In this paper, a default probability threshold of 0.5 is used for reporting performance metrics in order to ensure a consistent comparison across four models. However, it should be noted that the threshold value is not a model property, but rather a parameter of the risk preference. To provide a threshold independent evaluation, ROC curves and the corresponding AUC values are reported. In real financial practice, banks may select different operating points along the ROC curve depending on their objectives. For example, a lower threshold may be selected to increase the TP rate and capture more default cases with the cost of higher FP, while a higher threshold may be adopted when reducing unnecessary loan decline is a priority.
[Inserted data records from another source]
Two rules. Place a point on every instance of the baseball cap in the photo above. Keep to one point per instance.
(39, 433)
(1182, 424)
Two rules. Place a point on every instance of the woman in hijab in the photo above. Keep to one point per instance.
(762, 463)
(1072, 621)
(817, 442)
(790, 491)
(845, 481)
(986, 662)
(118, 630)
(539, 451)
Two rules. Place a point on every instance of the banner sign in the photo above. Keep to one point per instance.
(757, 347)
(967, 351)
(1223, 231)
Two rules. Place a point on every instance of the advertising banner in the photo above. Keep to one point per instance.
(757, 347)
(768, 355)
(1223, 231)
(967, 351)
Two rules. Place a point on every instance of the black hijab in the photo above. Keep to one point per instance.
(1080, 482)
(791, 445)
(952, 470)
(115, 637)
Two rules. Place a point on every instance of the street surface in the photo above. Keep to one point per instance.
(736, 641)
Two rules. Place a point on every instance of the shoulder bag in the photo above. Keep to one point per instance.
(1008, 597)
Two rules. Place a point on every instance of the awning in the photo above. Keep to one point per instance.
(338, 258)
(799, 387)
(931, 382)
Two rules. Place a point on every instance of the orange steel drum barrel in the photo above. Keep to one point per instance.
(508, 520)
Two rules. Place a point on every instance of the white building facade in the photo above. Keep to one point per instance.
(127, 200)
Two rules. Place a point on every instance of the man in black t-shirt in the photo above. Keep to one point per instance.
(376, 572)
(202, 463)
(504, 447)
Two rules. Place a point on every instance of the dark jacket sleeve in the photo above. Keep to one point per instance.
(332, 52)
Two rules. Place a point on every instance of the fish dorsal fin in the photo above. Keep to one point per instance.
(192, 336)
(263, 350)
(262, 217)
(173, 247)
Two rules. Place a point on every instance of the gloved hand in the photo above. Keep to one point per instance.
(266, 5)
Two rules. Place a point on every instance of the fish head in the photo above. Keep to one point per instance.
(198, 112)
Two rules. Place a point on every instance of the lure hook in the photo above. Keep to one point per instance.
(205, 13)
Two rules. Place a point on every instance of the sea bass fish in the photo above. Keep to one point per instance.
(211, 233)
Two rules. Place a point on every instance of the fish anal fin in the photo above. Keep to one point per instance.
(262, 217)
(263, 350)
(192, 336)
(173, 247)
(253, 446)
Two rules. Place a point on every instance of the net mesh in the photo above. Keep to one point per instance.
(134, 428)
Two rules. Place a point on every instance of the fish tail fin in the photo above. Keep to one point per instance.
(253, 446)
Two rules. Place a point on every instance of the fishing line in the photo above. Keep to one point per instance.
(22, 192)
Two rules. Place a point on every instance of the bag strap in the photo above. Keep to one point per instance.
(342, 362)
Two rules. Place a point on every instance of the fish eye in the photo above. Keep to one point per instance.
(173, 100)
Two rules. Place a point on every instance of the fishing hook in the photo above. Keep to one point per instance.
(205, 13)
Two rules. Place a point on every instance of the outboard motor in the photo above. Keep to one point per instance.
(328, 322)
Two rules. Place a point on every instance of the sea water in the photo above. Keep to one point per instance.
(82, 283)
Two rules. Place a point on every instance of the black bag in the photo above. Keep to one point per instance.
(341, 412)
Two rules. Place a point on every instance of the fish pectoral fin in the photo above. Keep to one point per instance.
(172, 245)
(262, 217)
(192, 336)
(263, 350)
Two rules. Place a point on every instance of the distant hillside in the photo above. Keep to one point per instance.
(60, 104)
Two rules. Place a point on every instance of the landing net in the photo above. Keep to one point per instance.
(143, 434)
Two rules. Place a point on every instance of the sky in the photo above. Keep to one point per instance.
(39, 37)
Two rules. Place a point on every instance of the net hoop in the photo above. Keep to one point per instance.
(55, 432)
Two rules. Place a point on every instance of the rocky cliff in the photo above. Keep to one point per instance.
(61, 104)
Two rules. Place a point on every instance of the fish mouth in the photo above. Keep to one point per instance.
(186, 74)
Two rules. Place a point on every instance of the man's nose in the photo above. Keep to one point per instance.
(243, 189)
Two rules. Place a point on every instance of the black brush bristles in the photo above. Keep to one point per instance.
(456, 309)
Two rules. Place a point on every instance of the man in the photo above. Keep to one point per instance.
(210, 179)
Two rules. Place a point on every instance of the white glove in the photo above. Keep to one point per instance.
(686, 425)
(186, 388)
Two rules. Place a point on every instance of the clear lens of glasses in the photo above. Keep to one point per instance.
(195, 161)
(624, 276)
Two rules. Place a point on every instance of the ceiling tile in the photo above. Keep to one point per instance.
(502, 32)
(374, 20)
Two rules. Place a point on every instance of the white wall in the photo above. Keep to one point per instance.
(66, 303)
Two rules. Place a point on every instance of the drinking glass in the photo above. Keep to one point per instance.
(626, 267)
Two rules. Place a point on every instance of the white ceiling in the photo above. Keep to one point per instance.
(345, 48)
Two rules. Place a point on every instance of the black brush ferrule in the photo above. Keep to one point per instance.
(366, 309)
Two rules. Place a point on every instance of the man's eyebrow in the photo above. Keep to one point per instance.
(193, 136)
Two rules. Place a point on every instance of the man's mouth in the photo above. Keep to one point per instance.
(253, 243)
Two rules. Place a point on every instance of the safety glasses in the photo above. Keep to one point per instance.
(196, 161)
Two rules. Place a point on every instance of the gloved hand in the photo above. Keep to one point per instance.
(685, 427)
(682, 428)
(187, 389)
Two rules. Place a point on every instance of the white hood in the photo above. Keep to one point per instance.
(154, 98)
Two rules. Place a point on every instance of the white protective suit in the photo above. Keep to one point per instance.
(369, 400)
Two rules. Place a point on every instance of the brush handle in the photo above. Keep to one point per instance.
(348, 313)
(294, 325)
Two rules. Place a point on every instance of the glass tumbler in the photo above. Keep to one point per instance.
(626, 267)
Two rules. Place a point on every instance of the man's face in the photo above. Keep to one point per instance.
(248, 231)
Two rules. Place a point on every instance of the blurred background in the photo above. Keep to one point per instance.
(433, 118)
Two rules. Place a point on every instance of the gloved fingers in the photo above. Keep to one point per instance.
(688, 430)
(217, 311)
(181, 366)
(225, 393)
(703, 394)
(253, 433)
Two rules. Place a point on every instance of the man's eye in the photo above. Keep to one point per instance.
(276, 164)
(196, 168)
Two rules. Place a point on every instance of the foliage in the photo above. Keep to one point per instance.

Therefore, the ROC analysis provides a flexible framework to align model outputs with bank’s specific risk control strategy.
Conclusions
Based on the discussion in results section, machine learning model evaluation is strongly influenced by data class imbalance and the asymmetric misclassification costs. It will be misleading if researcher only rely on single parameter, like the accuracy, as the evaluation metrics. This study uses the F1-score and ROC-AUC as the primary evaluation metric because they provide a balanced assessment by jointly considering precision and recall. It is suitable for the loan default prediction. Using this assessment framework, logistic regression model demonstrated a more balanced performance in identifying default cases and limiting false positive predictions, making it suitable for routine loan screening and risk evaluating tasks. In practice, such models are best used as decision support tools which provide quantified risk scores to assist, rather than replace, human judgment in banking decisions.